The authors have mostly addressed my comments, and I am happy about the addition of appendix B. However, results from the additional twin simulation experiment (TSE) that was conducted, highlight differences between parameter estimation experiments including 5 compared to 17 observation types. Yet, this aspect is not examined adequately in the manuscript.
# general comments
The introduction provides a nice overview of recent parameter estimation studies for BGC ocean models. However, it focuses mostly on the computational difficulties associated with the estimation of a large number of uncertain parameters. Other big problems that are not mentioned are that of parameter dependency and limited data availability (not in the spatial or temporal sense, but in the type of data commonly observed). For example, low phytoplankton growth and mortality rates may yield similar phytoplankton model estimates to high growth and mortality rates -- the values of phytoplankton growth and mortality rates are difficult to determine with phytoplankton data alone. In terms of data availability, chlorophyll data (the most commonly used data type for BGC data assimilation) may be useful for constraining phytoplankton parameters -- with the caveats just mentioned above -- but almost useless in estimating a parameter related to detritus, e.g., a decomposition rate. Both of these problems are more likely to occur in BGC models with large numbers of uncertain parameters. In fact, they may explain some of the differences seen in the TSE in which all state variables are observed (the 30-day TSE) compared to that in which only 5 variables are observed (the annual TSE). Fewer data types constrain fewer parameters and, since the objective function is based on fewer data types, sensitivity values can differ greatly.

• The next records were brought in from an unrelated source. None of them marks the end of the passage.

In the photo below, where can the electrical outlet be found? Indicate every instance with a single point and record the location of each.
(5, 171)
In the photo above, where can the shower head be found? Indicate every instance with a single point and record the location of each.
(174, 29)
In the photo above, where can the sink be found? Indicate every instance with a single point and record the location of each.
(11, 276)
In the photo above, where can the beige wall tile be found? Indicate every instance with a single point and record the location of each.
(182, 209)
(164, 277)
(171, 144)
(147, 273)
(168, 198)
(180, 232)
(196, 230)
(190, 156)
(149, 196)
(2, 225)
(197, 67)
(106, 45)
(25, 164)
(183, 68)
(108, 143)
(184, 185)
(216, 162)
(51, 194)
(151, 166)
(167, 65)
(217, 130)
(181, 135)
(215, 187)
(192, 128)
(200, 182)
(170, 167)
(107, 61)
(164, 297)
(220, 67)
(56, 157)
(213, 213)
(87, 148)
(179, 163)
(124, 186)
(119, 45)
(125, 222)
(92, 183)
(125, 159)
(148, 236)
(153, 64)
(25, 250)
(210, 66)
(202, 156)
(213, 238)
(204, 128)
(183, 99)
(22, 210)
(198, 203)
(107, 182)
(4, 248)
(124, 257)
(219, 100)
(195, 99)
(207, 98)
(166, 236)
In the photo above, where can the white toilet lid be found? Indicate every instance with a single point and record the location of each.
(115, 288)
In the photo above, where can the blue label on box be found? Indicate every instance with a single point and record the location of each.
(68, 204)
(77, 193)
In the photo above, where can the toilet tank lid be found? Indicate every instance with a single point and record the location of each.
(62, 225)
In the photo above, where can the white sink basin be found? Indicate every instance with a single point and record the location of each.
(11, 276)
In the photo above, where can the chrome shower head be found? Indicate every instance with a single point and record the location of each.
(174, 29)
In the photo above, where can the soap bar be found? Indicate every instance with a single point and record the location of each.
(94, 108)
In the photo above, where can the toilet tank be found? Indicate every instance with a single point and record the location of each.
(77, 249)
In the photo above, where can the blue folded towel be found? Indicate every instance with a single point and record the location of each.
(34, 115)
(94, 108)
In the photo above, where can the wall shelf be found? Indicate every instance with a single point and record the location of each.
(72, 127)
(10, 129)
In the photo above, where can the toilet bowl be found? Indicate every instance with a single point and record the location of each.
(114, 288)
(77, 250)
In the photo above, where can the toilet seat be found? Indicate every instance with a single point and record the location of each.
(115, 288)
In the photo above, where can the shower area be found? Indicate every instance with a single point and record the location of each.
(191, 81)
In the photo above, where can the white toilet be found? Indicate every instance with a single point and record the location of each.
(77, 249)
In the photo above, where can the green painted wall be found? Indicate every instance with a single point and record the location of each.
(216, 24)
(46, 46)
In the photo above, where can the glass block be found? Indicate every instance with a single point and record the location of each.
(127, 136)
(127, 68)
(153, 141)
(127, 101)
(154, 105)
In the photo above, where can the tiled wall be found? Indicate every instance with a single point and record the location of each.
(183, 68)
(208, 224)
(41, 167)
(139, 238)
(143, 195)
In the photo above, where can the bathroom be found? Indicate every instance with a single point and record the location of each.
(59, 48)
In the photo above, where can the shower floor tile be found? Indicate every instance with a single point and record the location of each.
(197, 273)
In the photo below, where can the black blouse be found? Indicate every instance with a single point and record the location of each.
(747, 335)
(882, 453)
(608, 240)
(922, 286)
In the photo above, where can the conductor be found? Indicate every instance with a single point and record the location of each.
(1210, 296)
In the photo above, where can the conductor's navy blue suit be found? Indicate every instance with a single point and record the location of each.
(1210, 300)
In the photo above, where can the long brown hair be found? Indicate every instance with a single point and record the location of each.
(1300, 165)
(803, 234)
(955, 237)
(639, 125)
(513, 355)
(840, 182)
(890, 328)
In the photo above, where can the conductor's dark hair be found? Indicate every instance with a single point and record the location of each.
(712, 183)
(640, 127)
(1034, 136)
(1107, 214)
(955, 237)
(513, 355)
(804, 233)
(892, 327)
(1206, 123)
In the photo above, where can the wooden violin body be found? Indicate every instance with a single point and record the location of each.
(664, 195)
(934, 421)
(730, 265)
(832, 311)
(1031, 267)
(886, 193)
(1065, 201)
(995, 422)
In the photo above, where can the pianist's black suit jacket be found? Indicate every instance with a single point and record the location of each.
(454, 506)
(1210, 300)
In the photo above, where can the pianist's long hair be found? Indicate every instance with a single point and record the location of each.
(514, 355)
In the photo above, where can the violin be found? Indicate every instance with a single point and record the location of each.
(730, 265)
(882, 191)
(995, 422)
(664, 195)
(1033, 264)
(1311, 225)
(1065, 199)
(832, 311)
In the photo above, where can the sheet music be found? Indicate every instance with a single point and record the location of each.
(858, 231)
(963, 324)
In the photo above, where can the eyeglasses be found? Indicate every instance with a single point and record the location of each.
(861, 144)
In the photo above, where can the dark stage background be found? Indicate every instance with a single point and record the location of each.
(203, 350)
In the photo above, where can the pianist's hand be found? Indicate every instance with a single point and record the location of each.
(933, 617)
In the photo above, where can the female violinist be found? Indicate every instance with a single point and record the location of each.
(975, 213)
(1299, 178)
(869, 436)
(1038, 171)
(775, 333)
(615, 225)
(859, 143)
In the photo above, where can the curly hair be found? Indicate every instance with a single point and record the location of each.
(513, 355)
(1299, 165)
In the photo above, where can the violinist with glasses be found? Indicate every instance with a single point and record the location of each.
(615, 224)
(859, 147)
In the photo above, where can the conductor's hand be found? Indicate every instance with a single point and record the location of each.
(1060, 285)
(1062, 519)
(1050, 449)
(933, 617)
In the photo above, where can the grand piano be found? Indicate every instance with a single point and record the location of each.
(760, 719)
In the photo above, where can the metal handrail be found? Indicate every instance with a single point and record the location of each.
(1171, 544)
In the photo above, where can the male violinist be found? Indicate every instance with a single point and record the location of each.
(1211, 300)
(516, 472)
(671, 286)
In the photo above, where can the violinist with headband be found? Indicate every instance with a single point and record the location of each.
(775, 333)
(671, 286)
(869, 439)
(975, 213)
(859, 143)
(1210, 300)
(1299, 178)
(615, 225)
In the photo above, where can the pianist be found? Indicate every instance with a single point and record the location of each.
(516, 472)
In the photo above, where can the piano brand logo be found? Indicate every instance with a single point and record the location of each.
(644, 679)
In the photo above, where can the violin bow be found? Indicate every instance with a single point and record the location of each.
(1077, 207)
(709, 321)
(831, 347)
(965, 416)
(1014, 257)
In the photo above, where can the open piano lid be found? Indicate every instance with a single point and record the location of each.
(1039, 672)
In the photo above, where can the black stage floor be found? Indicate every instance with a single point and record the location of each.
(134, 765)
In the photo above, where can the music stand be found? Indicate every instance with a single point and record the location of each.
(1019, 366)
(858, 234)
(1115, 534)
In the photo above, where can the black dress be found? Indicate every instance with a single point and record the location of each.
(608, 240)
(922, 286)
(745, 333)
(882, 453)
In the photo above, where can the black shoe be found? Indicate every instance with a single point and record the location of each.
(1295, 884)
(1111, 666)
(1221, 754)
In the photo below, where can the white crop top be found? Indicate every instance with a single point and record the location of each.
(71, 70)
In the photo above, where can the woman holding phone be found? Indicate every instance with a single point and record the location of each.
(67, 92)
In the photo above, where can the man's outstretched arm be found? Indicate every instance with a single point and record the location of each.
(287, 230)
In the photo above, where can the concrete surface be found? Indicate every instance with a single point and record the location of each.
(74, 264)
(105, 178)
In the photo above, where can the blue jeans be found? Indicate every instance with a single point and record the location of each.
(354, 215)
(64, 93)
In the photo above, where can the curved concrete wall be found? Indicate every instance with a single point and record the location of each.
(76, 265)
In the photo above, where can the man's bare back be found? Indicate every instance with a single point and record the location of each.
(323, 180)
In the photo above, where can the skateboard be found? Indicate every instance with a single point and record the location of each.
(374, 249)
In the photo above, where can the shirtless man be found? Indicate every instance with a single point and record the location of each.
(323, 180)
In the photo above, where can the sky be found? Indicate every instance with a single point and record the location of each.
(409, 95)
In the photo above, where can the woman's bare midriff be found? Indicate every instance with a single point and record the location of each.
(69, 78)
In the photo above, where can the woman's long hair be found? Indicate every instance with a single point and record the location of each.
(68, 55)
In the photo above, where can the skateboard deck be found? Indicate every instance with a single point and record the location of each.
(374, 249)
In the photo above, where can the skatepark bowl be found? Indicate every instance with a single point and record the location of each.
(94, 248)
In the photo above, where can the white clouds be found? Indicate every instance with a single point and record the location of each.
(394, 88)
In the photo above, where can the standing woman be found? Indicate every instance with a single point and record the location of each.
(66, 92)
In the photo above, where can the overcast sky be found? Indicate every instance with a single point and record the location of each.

Here, it is unfortunate that the two TSEs in question differ in two aspects (number of observed variables/data types and length of the observations), so it becomes difficult to estimate to what degree each aspect causes the difference in the results. I would suggest a new experiment in which only one of the two aspects is changed from the 30-day TSE, but I can understand if this is not possible due to computational constraints.
Based on my comment above, and even without additional experiments, the authors should mention and discuss parameter dependency and limited data availability as important parameter estimation problems in the introduction, which is currently very much focused on computational issues. Furthermore, the difference in the number of observed variables should be emphasized more in section 4.1 when interpreting the results of the TSEs. The expanded interpretation of results may also warrant a new paragraph in the Conclusions section.
# specific comments (line numbers correspond to tracked-changes document)
L 4: "ocean high-dimensional (in parameter space) BGC models" → "high-dimensional (in parameter space) BGC ocean models"
L 9: "objective functions": some readers may be more familiar with the terms "cost function" or "loss function" and I would suggest adding a brief description (such as "which quantifies the error between observations and the model estimate") to make the abstract more accessible.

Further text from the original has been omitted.